The question frameworks haven't answered

The pieces described here aren't novel in isolation. Dual-backend storage, TTL-based expiry, semantic similarity for retrieval: these all exist. What's absent from every framework comparison is the mode switch and the type-differentiated storage design.

A 2026 comparison of eight memory frameworks confirms that none of them handle freshness scoring, semantic memory types with different business semantics, or the decision layer between retrieval and execution — the comparison's own feature matrix shows blank cells in exactly those three rows for all eight tools. The mode switch is that decision layer, made concrete.

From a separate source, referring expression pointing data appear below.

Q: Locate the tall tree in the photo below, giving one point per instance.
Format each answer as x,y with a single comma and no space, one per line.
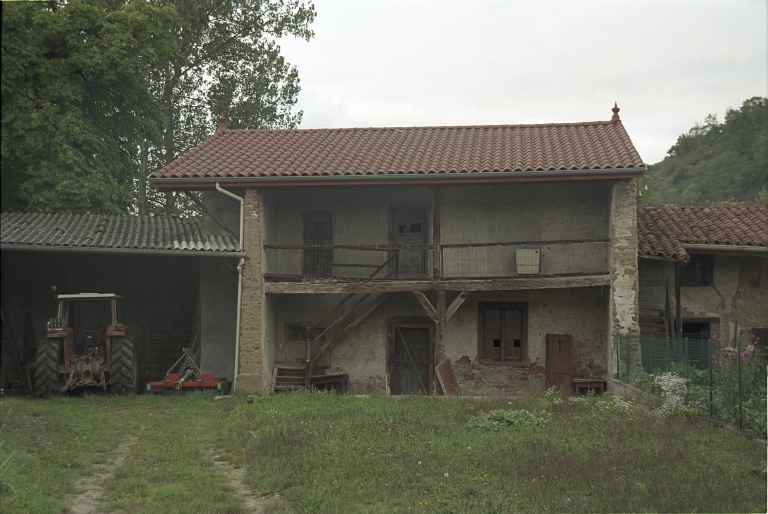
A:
232,65
77,103
715,162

The piece I'd most want to compare notes on with people who've built something similar: what does your user-facing decision point look like? The gate approach works well when users have enough context to choose. There are clearly cases where the agent should infer the mode automatically, maybe from the phrasing of the question or from how much time has passed since the last session. What heuristics you'd use for that isn't settled, and if you've worked out a pattern that holds, I'd want to know how it compares to putting the choice directly in front of the user.